Heroes of #STEMtember: Sunny science with Meteorologist Shannon O’Donnell

Editor’s note: This month we have been taking a look at science, technology, engineering, and math (STEM) education for K-12 students. To kick things off we released the findings of a study on what parents and students think of STEM education. We also thought it would be interesting to look at some of the interesting and different careers you can choose studying STEM. The list is endless, so this blog series “What is cool about STEM?” will focus on some out of the STEM careers you or your child might not have thought about.

Forward by Yvonne Thomas

As a kid, I was interested in all kinds of things that were STEM related – even though I didn’t recognize it at the time. I thought I was going to be a marine biologist when I grew up - I even had my own kid sized microscope – and I’d look at everything I could fit on a slide. Through middle school, high school and even college, I thought biology, chemistry, and geology were really interesting subjects, inspired by great teachers.  I also got exposure to technology as it was starting to become more available in the mainstream. Fortunately, my parents were believers in, and early adopters of technology.  In high school, I learned to write (very) introductory software code and got my first email account. In college, I was one of the few kids who had my own computer. And while my career direction changed over time, I never lost my interest in STEM subjects. If anything, my interest and appreciation for STEM studies and careers has only increased as my knowledge of their importance in the world has grown. As a Microsoft employee, I have an added appreciation of the incredible opportunities that people with science, technology, engineering and math backgrounds have in their careers – and in life.

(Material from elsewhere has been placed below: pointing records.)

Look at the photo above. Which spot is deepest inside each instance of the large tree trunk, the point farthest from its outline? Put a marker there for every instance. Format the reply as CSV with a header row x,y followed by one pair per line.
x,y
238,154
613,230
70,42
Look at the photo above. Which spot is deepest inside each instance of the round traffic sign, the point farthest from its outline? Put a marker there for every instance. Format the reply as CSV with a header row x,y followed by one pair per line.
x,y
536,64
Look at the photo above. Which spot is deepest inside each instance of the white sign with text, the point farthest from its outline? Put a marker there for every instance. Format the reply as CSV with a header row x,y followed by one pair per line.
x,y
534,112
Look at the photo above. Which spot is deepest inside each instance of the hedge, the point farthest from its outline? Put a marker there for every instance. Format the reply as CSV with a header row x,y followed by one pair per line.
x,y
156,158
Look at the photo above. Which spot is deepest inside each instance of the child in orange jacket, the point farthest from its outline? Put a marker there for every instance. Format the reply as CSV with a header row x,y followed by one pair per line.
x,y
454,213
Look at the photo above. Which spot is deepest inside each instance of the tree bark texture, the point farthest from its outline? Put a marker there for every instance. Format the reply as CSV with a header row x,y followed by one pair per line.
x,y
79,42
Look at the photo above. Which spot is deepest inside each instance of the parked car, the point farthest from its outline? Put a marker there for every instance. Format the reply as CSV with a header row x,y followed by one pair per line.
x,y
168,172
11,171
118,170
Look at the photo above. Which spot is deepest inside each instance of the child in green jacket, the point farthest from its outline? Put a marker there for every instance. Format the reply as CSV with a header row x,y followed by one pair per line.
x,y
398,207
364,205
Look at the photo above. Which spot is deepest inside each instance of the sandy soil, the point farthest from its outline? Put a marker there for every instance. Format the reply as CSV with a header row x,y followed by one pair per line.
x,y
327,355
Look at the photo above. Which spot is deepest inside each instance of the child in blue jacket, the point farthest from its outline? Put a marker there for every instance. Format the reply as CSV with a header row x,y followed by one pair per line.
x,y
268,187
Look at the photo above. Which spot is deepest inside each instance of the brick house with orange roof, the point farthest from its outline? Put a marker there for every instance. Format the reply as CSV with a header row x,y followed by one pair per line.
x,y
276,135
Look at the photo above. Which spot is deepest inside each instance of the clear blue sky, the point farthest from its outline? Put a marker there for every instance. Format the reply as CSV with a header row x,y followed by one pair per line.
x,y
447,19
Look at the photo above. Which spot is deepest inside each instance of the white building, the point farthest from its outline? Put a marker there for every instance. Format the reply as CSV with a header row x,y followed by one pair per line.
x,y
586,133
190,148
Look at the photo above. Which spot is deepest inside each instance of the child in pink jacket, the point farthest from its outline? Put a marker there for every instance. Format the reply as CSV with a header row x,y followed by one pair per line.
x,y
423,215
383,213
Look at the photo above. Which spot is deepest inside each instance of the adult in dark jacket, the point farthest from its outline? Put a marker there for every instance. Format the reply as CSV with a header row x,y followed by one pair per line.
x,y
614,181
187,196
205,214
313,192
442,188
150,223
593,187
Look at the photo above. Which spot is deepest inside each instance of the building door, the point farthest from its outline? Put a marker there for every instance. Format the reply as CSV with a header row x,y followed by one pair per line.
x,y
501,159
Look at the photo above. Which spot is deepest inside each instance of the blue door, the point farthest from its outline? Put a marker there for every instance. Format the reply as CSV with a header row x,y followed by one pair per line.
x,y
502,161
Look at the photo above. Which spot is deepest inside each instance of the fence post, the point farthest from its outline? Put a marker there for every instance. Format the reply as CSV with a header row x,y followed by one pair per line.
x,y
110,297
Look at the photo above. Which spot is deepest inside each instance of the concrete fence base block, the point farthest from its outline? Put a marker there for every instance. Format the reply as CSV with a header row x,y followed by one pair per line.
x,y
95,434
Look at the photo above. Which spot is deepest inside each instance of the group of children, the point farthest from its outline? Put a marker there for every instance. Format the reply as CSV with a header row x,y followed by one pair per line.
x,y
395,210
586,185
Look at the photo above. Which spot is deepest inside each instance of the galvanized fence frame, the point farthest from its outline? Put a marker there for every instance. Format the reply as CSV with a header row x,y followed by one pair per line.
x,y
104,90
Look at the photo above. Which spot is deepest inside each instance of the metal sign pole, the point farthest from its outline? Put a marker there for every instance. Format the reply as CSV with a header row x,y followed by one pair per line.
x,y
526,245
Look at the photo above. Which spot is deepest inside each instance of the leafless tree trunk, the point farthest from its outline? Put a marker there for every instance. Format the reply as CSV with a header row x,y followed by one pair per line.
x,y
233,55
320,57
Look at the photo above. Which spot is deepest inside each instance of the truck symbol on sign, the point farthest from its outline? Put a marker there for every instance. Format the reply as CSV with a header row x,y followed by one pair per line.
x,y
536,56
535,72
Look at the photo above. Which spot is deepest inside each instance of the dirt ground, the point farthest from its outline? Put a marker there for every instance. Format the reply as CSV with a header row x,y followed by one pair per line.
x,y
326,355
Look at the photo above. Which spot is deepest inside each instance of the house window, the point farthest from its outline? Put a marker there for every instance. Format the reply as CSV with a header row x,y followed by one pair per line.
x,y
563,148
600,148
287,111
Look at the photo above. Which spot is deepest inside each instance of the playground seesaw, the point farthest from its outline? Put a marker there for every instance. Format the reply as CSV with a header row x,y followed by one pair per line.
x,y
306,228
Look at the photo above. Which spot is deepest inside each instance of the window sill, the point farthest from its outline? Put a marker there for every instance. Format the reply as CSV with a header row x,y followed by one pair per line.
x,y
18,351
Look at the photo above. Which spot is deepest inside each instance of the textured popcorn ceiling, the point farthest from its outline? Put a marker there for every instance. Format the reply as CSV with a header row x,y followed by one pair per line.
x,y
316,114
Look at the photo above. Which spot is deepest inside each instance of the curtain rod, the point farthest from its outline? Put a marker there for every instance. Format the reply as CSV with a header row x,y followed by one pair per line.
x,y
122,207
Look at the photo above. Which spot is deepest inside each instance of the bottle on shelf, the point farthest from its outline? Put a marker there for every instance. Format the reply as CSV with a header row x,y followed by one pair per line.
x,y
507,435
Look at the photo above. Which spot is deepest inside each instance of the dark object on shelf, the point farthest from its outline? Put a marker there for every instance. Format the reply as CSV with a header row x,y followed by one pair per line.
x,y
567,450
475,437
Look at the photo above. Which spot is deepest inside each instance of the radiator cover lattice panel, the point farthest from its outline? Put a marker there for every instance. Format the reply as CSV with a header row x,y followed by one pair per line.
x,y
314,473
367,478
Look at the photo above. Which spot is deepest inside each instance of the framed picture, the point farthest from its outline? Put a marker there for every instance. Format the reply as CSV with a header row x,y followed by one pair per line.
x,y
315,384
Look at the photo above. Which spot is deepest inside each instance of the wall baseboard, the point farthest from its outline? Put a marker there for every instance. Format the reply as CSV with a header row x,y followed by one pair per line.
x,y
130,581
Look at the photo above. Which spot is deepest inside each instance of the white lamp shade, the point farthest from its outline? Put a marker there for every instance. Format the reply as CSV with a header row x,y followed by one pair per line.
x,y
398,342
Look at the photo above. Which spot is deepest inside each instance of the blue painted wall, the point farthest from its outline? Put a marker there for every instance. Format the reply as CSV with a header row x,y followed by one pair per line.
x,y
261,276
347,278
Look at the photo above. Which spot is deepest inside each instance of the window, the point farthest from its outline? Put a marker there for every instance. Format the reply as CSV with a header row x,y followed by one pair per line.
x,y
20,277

Shannon O’Donnell, a Broadcast Meteorologist at KOMO-TV in Seattle, has a fantastic and unique career as a result of her deep background in STEM subjects. I had the chance to interview her about her job and how her interest and studies in science and math plus her hard work got her where she is today.

Tell us a bit about your current occupation?

I’m a Broadcast Meteorologist at KOMO-TV in Seattle.  I worked full-time until recently…I have 3 little ones at home (including a new baby), so now I work part-time.  It’s a wonderful schedule…the best of both worlds!  A perfect balance of career and mommy-hood!

What inspired you to start studying science, technology, engineering, and math (STEM) subjects?

I fell in love with the study of weather when we covered the basics in a weather unit in the 2nd grade.  I decided at age 7 that I wanted to go into broadcast meteorology when I ‘grew up’, and I never wavered on my decision!  My best subjects were always math and physics, and they made for a great foundation for my eventual study of Atmospheric Sciences.  Plus—I love to talk.  So I get to ‘talk about the weather’ for a living…two of my favorite things, all in one job!

How did studying (STEM) help you to get where you wanted to be in your career?

You won’t get very far in your weather studies if you don’t have a solid background in math, chemistry and physics…they lay all of the ground work for studying the atmosphere.  A four year Bachelor degree in Atmospheric Sciences requires MANY math courses—from differential equations to matrices (my favorite!  They are like crossword puzzles for math equations!), you will nearly receive a minor in math by the time you graduate in the program.

If you could offer advice to the next generation, why study STEM subjects?

It’s an increasing tech-savvy world!  Your expertise will always be in demand if you focus on Science, technology, engineering and math.  You can better ride the ups and downs of the world economy with a solid background in STEM subjects, because companies will always need employees with your skill set.

What is the coolest story you could tell a group of students or teachers about what STEM education has helped you do?

I worked as a Research Assistant in the University of Washington’s Atmospheric Sciences Department for 7 years…I started during my sophomore year in college, and I continued on well after graduation on a part-time basis, even during my early years in t.v. weather!  I stayed on because assisting with studies in the Department afforded me so many amazing opportunities…from heading up into the heart of big Pacific storms in a P-3 jet, to touring the Equatorial Pacific on a NOAA ship and launching weather balloons, it was a great experience!


(Shannon on air for KOMO, 2009)  

You can also check out this video Shannon took part in for Microsoft.      

Many thanks to Shannon for taking the time to speak with us on the importance of STEM education.